Chickenpox, as well as the other, often leave after-effects or unpleasing consequences; whereupon it should be noted that it comes during an imperfect elimination of an overly abundant humor that burst onto different parts [of the body], as occurs in some people who are left blind, others are crippled, fall into phthisis or the doldrums. See these articles .

The true way to prevent all these disorders is to aid nature and to complete what it cannot do alone, I mean that one must use purgatives, aperitifs, mercury pastilles, baths, sudorifics, mineral waters, milk, and finally all the recommended aids in order to divert imminent consumption, or chronic diseases of which we fear the after-effects and length. See Chronic. See Phthsis.

Milk cut with sudorifics, exercise, change of air, and finally healthy foods, with a proper diet, will be excellent prophylactics against imminent phthisis following smallpox , or a badly treated [smallpox], or a returning [smallpox], or one which will go out badly.

Notes

1. Millet is the term used to designate the particular eruption of marks which occurs during an episode of military fever.

2. A skin condition defined by transparent blisters, sometimes clustered together and surrounded by a red circle.

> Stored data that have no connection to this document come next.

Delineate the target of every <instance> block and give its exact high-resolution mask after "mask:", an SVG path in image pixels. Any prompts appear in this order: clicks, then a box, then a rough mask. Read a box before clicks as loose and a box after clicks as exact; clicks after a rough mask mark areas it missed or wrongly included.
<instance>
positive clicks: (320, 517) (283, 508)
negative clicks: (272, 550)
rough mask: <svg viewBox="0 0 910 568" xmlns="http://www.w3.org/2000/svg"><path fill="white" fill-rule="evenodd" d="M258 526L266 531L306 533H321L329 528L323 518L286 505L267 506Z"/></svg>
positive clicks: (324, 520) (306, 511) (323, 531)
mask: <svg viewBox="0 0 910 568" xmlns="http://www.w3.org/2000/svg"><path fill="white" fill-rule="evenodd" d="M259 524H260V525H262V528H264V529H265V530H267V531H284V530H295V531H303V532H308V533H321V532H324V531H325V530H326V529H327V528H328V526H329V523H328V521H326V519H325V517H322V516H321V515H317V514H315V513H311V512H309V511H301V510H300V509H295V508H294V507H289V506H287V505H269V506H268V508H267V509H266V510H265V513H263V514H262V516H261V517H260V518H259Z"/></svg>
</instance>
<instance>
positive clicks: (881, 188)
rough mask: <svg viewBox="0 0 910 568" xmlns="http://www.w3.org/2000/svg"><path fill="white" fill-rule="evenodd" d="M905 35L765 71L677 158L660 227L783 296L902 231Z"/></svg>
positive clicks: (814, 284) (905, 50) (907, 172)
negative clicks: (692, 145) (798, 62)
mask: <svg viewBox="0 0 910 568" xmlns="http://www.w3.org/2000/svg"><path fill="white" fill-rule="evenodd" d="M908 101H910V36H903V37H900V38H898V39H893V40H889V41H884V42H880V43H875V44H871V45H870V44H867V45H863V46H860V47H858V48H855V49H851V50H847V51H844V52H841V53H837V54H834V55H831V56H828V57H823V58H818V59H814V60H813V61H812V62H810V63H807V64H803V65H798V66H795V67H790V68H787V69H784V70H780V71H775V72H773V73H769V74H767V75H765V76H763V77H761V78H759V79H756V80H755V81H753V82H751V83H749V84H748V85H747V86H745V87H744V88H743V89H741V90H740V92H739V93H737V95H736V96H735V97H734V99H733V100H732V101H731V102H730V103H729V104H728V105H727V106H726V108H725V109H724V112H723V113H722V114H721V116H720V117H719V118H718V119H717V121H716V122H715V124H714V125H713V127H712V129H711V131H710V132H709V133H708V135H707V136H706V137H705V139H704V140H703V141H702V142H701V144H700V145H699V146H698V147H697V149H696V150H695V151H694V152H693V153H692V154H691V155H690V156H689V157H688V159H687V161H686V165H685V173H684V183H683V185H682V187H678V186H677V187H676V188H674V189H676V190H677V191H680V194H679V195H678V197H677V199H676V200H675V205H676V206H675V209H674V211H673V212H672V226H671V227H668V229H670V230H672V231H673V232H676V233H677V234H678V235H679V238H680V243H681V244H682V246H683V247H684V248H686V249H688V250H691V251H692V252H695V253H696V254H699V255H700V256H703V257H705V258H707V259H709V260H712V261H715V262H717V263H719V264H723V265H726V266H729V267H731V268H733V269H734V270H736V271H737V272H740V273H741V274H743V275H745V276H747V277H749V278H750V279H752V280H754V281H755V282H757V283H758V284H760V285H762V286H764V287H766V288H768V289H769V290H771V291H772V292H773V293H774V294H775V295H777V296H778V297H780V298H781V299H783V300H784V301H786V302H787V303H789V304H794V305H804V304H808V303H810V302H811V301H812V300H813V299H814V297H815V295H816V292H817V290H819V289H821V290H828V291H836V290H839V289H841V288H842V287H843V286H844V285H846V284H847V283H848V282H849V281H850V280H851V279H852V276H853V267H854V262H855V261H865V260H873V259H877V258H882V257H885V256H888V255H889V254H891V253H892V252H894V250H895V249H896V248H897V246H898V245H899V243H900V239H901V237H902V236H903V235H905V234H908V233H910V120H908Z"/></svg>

3. A principality in western Georgia, also known as Samegrelo or Odishi, that remained independent until 1803 when it was subjected to the rule of the Russian Empire.

4. I have translated petite vérole volante as chickenpox. This is a commonly accepted translation, although other scholars have argued that petite vérole volante was in fact another pox disease closely related to smallpox that no longer exists in the modern era. Based on modern germ theory, chickenpox and smallpox, although both pox diseases, are not classified as belonging to the same disease family.

5. Smallpox. During the eighteenth century, the question of whether or not an individual could have smallpox more than once became a central issue in tumultuous debate in Europe over inoculation and the prevention of smallpox.